Personal information
- Full name: James Edward Knowle Schofield
- Born: 1 November 1978 (age 47) Blackpool, Lancashire, England
- Batting: Right-handed
- Bowling: Right-arm fast-medium

Domestic team information
- 2001–2002: Hampshire

Career statistics
| Competition | First-class | List A |
| Matches | 4 | 1 |
| Runs scored | 43 | – |
| Batting average | 10.75 | – |
| 100s/50s | –/– | –/– |
| Top score | 21* | – |
| Balls bowled | 853 | 36 |
| Wickets | 19 | 1 |
| Bowling average | 25.10 | 22.00 |
| 5 wickets in innings | – | – |
| 10 wickets in match | – | – |
| Best bowling | 4/51 | 1/22 |
| Catches/stumpings | 1/– | –/– |
- Source: Cricinfo, 7 December 2009

= James Schofield (cricketer, born 1978) =

English cricketer

James Edward Knowle Schofield (born 1 November 1978) is an English former cricketer.

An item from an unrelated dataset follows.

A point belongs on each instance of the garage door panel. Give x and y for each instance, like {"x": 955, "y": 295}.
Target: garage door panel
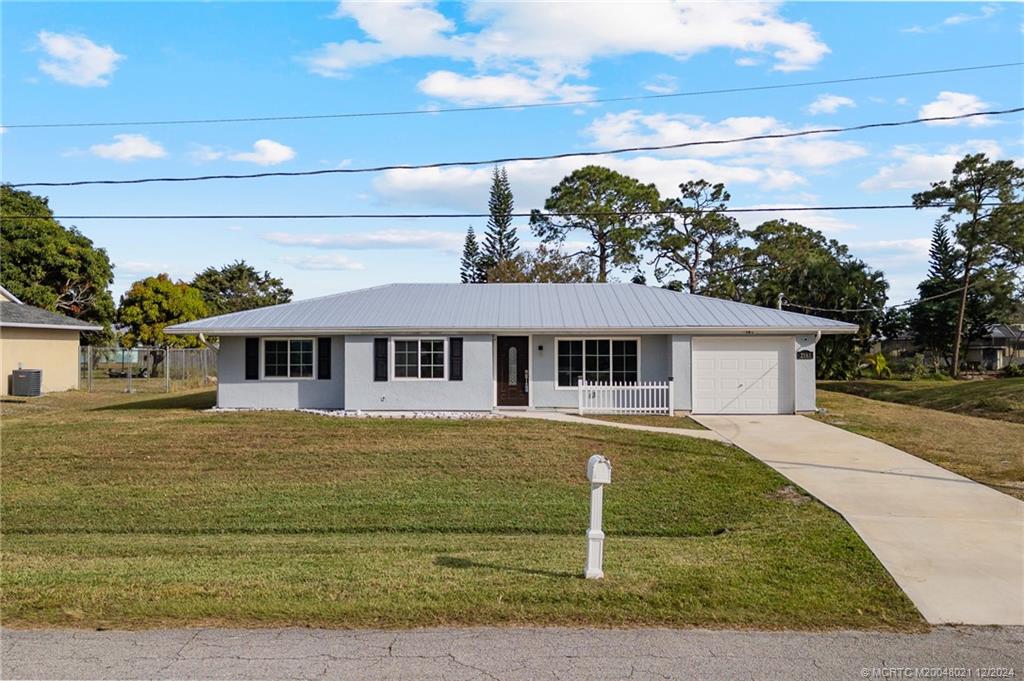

Schofield was born at Blackpool in November 1978. Schofield began his career in county cricket with the Worcestershire Cricket Board, representing the Board in the MCCA Knockout Trophy between 1998 and 2000. Having trialled for several county second elevens, Schofield was signed by Hampshire in 2001 after taking 40 wickets for the Hampshire Second XI in six matches. He made his debut for Hampshire in a first-class match against the touring Australians at the Rose Bowl, taking the wicket of Matthew Hayden with his first ball. He would make three further first-class appearances for Hampshire, playing twice in the 2001 County Championship against Durham and Worcestershire, and once in the 2002 County Championship against Surrey. Schofield took 19 wickets in his four first-class matches with his right-arm fast-medium bowling, at an average of 25.10 and with best figures of 4 for 10. He also made a single List A one-day appearance for Hampshire against Worcestershire at Worcester in the 2001 Norwich Union League. He also took a wicket with his first ball in this match, when he dismissed Anurag Singh, achieving the rare feat of taking a wicket with his first deliveries in both first-class and List A cricket. Schofield was released by Hampshire at the end of the 2002 season, alongside Jason Laney and Irfan Shah.

In 2013, Schofield made a return to cricket for the small village club side of Easton and Martyr Worthy in Hampshire. He was later appointed bowling coach for the women's cricket team Southern Vipers in the Women's Cricket Super League.